Regarding the Appellant’s assertion that the circuit judge should have disqualified himself from sitting on his case due to the judge's personal relationship with the prosecutor, the recu-sal motion filed by the Appellant during the underlying trial only raises the judge’s prejudice against the Appellant as a result of the trial judge presiding over the trial of the Appellant's co-defendant. The Appellant never raised the personal relationship issue with the underlying trial judge. Finally, the Appellant has never offered any factual basis for such an assertion. Because the Appellant has never specifically stated in detail the underlying facts supportive of the claim and because the Appellant never brought the issue before the lower court, we deem it waived. See Losh, 166 W.Va. at 771, 277 S.E.2d at 612.

Regarding the issue of whether the Appellant was denied his right to counsel when the trial court ordered the Appellant’s trial counsel not to discuss the Appellant’s testimony during a weekend recess, it is significant to nbte that the lower court did not preclude the Appellant and his counsel from discussing "future conduct of the trial [and] strategies’’ during the recess.
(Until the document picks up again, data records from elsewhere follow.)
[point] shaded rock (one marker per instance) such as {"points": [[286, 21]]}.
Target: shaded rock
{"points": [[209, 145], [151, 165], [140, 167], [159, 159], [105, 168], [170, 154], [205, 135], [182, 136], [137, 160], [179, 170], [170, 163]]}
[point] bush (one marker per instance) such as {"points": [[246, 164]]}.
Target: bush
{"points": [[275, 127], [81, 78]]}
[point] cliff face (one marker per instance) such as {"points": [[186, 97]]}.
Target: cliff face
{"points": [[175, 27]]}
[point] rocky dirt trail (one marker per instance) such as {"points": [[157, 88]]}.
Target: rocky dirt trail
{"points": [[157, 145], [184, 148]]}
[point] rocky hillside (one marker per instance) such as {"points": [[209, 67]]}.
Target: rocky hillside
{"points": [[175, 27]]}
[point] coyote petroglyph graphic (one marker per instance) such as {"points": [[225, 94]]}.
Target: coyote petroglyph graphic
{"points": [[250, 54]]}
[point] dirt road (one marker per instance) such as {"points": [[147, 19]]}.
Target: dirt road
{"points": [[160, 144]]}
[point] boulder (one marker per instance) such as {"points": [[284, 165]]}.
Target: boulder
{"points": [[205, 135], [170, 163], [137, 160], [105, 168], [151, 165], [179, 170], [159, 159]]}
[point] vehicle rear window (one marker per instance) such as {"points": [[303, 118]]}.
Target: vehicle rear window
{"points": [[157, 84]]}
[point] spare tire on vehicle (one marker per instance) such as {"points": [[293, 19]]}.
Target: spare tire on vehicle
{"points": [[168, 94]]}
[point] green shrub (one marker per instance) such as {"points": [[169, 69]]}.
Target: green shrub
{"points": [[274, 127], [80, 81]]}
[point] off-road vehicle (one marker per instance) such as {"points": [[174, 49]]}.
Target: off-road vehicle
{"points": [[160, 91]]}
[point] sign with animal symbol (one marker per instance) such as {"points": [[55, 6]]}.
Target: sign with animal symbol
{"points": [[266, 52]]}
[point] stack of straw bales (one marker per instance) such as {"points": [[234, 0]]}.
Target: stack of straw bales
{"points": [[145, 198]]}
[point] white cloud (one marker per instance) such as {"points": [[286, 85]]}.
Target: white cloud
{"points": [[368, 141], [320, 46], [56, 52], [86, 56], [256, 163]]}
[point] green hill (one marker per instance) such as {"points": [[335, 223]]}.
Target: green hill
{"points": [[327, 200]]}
Moreover, there was no objection by the defense to this ruling and it was not even assigned as error in the Appellant’s brief before this Court, but merely asserted in passing. This Court recently stated in dicta in State ex rel. Means v. King, 205 W.Va. 708, 520 S.E.2d 875 (1999), that "it is clear that a criminal defendant enjoys the right to confer with his attorney during the course of his trial testimony.” Id. at 715, 520 S.E.2d at 882. In making this statement, the Court relied upon the decision of the United States Supreme Court in Geders v. United States, 425 U.S. 80, 96 S.Ct. 1330, 47 L.Ed.2d 592 (1976). In Geders, the Supreme Court held that "an order [in a criminal trial] preventing petitioner from consulting his counsel 'about anything’ during a 17-hour overnight recess between his direct-and cross-examination impinged on his right to the assistance of counsel guaranteed by the Sixth Amendment.” Id. at 91, 96 S.Ct. 1330. In the Geders case, the defendant objected to the court’s ruling at trial and raised the issue on appeal. See id. at 82-83 and 86, 96 S.Ct. 1330. In the instant case, however, the lower court’s ruling was not as encompassing as that made in the Geders case. Further, the trial court did not prohibit the Appellant from conferring with his attorney during the course of trial. Because there was no objection raised, no assignment of error made and plain error is not apparent from the record, we conclude that any alleged error regarding the trial court’s ruling on this issue has been waived.

. No threats were ever cony eyed to either the juror or a member of her family.